We suggest that a bimodal distribution of the colony sizes can be a consequence of a difference in the cell proliferation rates in cell groups of different sizes that may arise from their interactions. It can be expected that colonies starting from larger groups grow faster, not only due to the initial conditions but the preference of cells to growth in close proximity to neighbours22,23. To capture the bimodal nature of the colony size distribution, we consider two populations, A and B, each with a different initial condition,

$$\begin{array}{ccc}{N}_{0} & = & \{\begin{array}{cc}\mathrm{1,} & {\rm{group}}\,{\rm{A}},\\ \mathrm{2,} & {\rm{group}}\,{\rm{B}},\end{array}\end{array}$$

where the probabilities for a colony to belong to groups A and B are α and β, respectively. Each population then follows Eq. (1) with its corresponding initial condition,

$$(\begin{array}{cc}{N}_{{\rm{A}}}(t)={e}^{{\gamma }_{{\rm{A}}}t},\,{\gamma }_{{\rm{A}}} \sim {\rm{Norm}}({\mu }_{{\rm{A}}},{\sigma }_{{\rm{A}}}^{2}), & {\rm{with}}\,{\rm{probability}}\,\alpha ,\\ {N}_{{\rm{B}}}(t)=2{e}^{{\gamma }_{{\rm{B}}}t},\,{\gamma }_{{\rm{B}}} \sim {\rm{Norm}}({\mu }_{{\rm{B}}},{\sigma }_{{\rm{B}}}^{2}), & {\rm{with}}\,{\rm{probability}}\,\beta ,\end{array}$$
(2)

and each of NA and NB has a lognormal probability distribution. Thus we consider separately colonies that originate from a single cell and those from cell pairs. We consider the possible role of cell triples and larger progenitor groups in the Discussion.

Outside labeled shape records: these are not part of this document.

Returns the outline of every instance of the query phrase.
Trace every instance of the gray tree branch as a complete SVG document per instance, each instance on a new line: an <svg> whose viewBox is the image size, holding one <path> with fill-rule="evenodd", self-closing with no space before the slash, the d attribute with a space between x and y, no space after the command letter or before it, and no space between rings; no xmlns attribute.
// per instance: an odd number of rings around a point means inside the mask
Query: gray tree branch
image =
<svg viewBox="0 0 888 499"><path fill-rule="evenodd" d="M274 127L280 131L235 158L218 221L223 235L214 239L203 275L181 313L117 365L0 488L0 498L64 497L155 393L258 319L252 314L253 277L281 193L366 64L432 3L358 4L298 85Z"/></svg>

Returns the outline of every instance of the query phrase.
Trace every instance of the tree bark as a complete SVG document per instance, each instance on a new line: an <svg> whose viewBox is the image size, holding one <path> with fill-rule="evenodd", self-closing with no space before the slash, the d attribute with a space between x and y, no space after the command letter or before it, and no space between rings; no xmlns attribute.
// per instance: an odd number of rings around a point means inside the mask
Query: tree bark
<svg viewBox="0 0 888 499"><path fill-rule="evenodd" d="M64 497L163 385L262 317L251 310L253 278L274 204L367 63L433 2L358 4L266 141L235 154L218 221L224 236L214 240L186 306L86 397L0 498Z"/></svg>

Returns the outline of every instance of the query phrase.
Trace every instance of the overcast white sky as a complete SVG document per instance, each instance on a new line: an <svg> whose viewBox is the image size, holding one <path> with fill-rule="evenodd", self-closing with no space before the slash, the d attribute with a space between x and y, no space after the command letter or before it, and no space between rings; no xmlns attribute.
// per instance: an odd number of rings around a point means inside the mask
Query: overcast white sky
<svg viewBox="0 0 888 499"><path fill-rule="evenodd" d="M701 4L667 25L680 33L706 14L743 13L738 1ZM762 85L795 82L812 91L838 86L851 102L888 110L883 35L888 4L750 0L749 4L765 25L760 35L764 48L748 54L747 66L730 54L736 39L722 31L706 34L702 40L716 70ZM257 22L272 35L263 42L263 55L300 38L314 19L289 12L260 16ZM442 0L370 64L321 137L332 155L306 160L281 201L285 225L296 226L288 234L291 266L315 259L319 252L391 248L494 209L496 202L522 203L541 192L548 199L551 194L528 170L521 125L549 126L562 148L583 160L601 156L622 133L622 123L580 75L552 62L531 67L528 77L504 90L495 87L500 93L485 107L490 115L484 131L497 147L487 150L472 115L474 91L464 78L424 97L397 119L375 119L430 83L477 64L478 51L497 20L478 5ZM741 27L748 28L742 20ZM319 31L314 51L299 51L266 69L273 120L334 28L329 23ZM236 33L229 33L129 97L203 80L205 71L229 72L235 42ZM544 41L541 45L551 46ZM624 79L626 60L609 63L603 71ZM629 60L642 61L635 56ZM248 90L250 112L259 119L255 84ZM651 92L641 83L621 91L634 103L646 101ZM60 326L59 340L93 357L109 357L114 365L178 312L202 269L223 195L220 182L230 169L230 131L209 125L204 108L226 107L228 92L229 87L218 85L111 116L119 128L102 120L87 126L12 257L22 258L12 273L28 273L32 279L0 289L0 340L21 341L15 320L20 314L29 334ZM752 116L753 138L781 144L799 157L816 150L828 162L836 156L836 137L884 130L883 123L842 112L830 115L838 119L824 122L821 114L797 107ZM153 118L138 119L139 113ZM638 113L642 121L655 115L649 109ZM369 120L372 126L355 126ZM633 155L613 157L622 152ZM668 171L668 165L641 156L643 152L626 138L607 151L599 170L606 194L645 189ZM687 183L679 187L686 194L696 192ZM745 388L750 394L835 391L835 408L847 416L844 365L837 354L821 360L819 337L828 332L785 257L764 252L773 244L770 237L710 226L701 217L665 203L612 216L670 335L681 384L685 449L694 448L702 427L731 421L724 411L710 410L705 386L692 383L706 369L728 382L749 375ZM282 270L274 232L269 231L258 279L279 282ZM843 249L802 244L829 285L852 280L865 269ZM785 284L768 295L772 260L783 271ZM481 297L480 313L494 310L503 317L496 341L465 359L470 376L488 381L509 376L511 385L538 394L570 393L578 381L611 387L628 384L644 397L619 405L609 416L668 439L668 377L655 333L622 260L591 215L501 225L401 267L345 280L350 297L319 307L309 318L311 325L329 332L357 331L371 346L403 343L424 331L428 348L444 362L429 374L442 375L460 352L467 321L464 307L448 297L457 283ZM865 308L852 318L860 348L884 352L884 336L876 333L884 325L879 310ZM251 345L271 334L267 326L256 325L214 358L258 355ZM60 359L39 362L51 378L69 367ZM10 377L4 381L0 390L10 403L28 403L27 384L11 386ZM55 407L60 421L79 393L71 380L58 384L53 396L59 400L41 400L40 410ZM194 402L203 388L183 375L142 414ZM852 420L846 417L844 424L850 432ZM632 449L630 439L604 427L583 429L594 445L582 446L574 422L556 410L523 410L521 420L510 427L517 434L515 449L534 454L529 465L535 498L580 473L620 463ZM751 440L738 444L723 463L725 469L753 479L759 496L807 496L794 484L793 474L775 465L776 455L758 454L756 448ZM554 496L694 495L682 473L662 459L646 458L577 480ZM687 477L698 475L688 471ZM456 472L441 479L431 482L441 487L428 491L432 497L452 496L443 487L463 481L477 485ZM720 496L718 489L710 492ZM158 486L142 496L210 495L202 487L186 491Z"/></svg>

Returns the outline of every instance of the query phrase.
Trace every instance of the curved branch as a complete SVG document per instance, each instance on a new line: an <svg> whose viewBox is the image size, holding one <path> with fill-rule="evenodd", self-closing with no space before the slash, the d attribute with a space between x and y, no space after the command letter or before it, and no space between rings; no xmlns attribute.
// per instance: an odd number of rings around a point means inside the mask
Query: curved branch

A lognormal mixture fit to the data, shown in Fig. 2a, gives \({N}_{{\rm{A}}}\mathrm{(72)} \sim {\rm{LogNorm}}{\mathrm{(2.84,0.41}}^{2})\) and \({N}_{{\rm{B}}}\mathrm{(72)} \sim {\rm{LogNorm}}{\mathrm{(3.76,0.13}}^{2})\), with the mixture probabilities α = 0.77 and β = 0.23. Therefore, we have μA = 0.0394 h−1, σA = 0.0057 h−1, μB = 0.0426 h−1, and σB = 0.0018 h−1. A comparison between these growth parameter distributions is shown in Fig. 2b. These values correspond to a doubling time of 17.5 h for the single founder cell population (group A) and 16.3 h for the pairs of cells population (group B). Note that here we have assumed the growth rates for the two populations are different. Our fitting suggests colonies starting with two cells grow faster than their single cell counterparts, consistent with the idea that cells growing in larger colonies proliferate more effectively than isolated cells22,23. The fitting under the assumption of identical growth rates, γA = γB, is presented in the Supplementary Information, Fig. S2. The fitting does not capture the experimental data and so we conclude it is appropriate to continue assuming different growth rates for the two populations.

Figure 2
figure 2

(a) N(72) with a lognormal mixture model fitting corresponding to the two populations. The population fittings, \({N}_{A}\mathrm{(72)} \sim {\rm{LogNorm}}{\mathrm{(2.84,0.41}}^{2})\) with mixture probability 0.77 and \({N}_{B}\mathrm{(72)} \sim {\rm{LogNorm}}{\mathrm{(3.76,0.13}}^{2})\) with mixture probability 0.23 are shown in blue dashed, and the overall mixture distribution in orange. (b) The two γ distributions with group A in blue and group B in orange. Note that the distributions are not scaled to represent the group probabilities α and β. The inset shows the parameters for γ, μ with ±σ error bars for the initial conditions N0 = 1 and N0 = 2, corresponding to group A and group B, respectively. The dashed line shows the extrapolation of the trend to higher values of N0.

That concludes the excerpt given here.